National Meeting of the American Chemical Society, March 21-25, 2010, California

Blame it on monsoon

Asians often dance with joy during monsoons. Well, it is time to stop. It seems that the pleasant rains help pollutants like black carbon, sulphur dioxide and nitrogen oxides spread around the world. The find is based on satellite observations and computer models by the National Center for Atmospheric Research in the US. The pollutants get into the stratosphere and circulate around the globe. While climate change is likely to alter monsoon patterns, it remains uncertain whether the result would be to strengthen or weaken movements of air that transport pollutants into the stratosphere.

Science Express, March 25, 2010

Smelly birds

Dark-eyed juncos around the University of California, San Diego, campus smell different from the ones that live 68 km away. This is linked to the preen oil produced by the birds to protect and waterproof feathers. The difference is genetic as birds raised in identical conditions maintained the difference. This is the first study to link odour to evolution.

Behavioral Ecology, March 2010

Wilt fungus becomes stronger

The evolution of virulence in fungi was so far believed to be slow. A study shows the opposite. Researchers carried out a genome-wide analysis of three pathogenic strains of Fusarium and showed experimentally that complete chromosomes were being transferred between different strains. Fungal diseases are difficult to treat as they are more evolved than bacteria. Understanding transfer of genetic material would help minimize the problem of resistance to chemicals used to control fungi.

Nature, March 18, 2010

Way to dusty death

When an iron fertilization experiment was performed in the southwest Atlantic in January 2009, scientists wanted to promote algal blooms for carbon sequestration. The experiment, using iron dust, was suspended due to environmental concerns. Results from similar experiments conducted in the sub-Arctic North Pacific Ocean suggest that this was probably for the best. The extra algae poisoned the water with a neurotoxin, domoic acid.

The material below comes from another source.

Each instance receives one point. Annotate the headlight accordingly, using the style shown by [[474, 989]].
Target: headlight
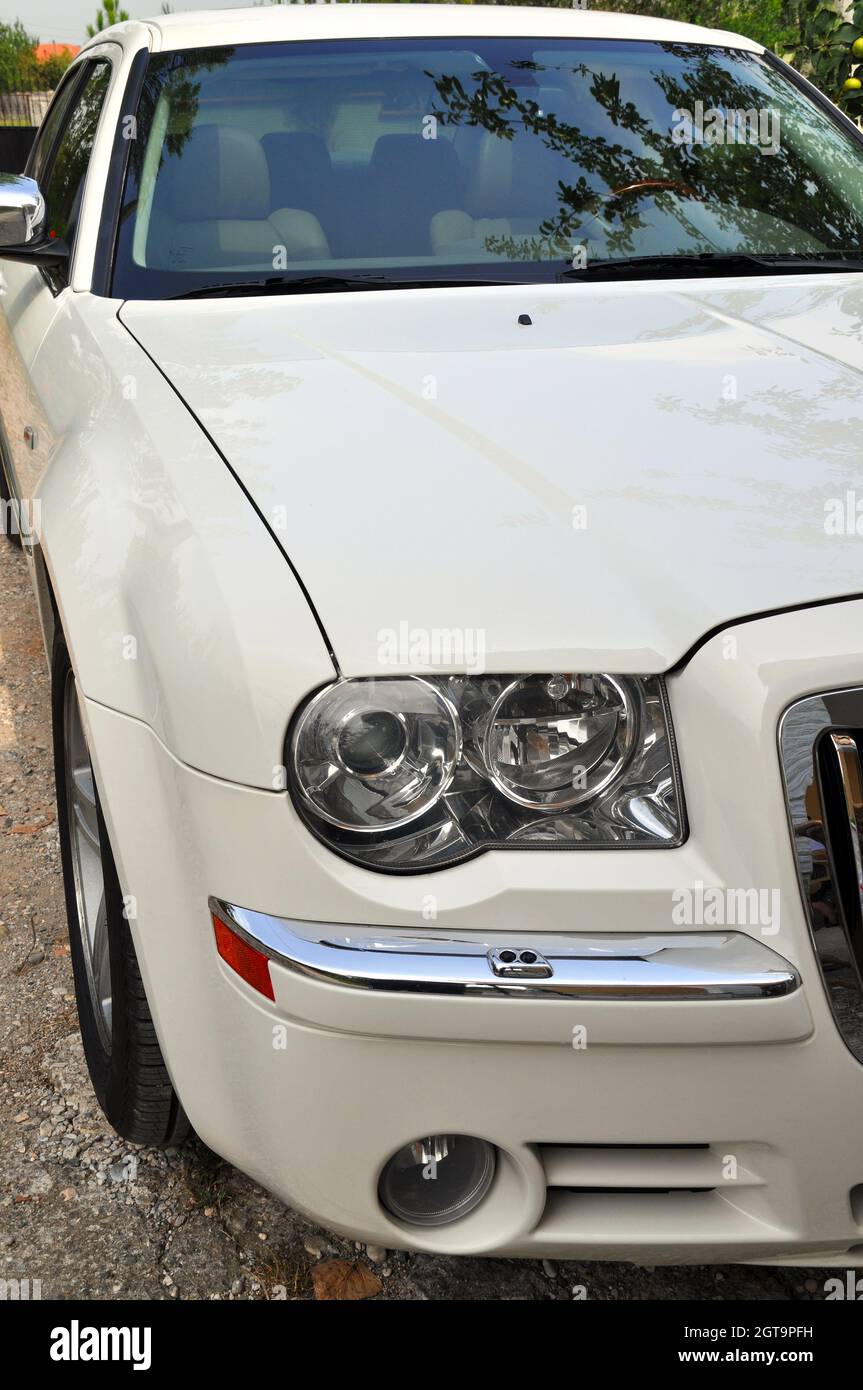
[[407, 774]]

Proceedings of the National Academy of Sciences, March 15, 2010 (online)

Best trait locator system

Little is known about the distribution of useful traits of pulses in India. Identifying the traits is important for breeding programmes. A map developed by Hyderabad researchers, uses GIS-linked traits of samples of black gram to the districts where they grow Andhra Pradesh. The results showed that the largest pods are recorded in Nellore and Adilabad while the smallest were recorded in Visakhapatnam and Vizianagram. Two varieties from Adilabad had the maximum number of pods per plant and one from Srikakulam recorded the least. High density index for pods per cluster and cluster per plant were found in northern and western Telangana. Highest number of clusters per plant was found in north western part of Andhra Pradesh.